I am very excited about weaving and really enjoy the process and the product. I've also been spinning some single ply yarn (from the roving & sheep posted about here) for use in some future projects:

I LOVE the colors!

I've been knitting as well! This lovely scarf is a reversible cable pattern with yarn dyed and spun by these gals. It's the last of this yarn stash...I'm sad to see it go.

And finally - tatting! This is an old way of making lace that is a dying art. I can truly see why because it is time consuming! Pictured below is my work from a whole morning. Granted, I learned the technique which took me a while, but still not much work to show for the effort. Click here to see an awesome finished piece. In the local antique store there are sheets and hankies with tatted edgings. Our ancestors appreciation for beauty and the amount of time devoted to beauty for everyday usable items amazes me!

And a reminder of this great handmade lotion we posted about here.
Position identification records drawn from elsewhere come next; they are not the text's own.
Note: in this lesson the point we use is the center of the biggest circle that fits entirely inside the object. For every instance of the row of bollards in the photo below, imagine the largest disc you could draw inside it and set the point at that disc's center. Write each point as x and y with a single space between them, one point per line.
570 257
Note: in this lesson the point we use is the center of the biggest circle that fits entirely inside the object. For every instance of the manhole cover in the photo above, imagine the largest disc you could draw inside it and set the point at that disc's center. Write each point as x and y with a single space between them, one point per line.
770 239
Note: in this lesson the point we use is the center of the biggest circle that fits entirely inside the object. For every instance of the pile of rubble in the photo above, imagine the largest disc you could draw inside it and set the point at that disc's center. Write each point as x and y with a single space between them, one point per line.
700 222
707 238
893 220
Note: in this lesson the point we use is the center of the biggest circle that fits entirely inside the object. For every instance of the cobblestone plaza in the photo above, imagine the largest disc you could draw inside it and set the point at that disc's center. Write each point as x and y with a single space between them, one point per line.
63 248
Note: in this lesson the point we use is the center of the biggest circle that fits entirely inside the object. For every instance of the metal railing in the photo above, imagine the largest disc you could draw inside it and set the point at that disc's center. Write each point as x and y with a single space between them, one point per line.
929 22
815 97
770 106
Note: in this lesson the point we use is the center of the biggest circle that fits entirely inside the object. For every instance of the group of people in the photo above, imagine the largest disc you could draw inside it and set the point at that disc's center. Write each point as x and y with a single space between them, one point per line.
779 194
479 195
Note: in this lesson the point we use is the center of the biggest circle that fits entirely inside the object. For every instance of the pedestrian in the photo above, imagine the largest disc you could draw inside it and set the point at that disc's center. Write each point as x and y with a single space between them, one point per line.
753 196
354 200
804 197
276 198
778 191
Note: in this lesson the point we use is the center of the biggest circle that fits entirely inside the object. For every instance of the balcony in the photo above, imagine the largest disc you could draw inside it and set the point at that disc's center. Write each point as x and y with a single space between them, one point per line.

I made a batch this morning using a 3:1 ratio of sweet almond oil to olive oil since I did not have jojoba and was reminded how easy this recipe is! Try it - it feels great on the skin.


  1. I would love to learn to weave. I think it's possible that spinning and weaving might be the only fiber arts wouldn't drive me a little nuts. Someday... someday.

  2. isn't it amazing to think of how much time even our grandmother's generation put into making their pillow cases and need to bring it back! can't wait to see the finished product!

  3. Seriously amazing stuff and I don't even know what half of it is! Haha, I'm so glad you are pursuing all these fiber arts Jen.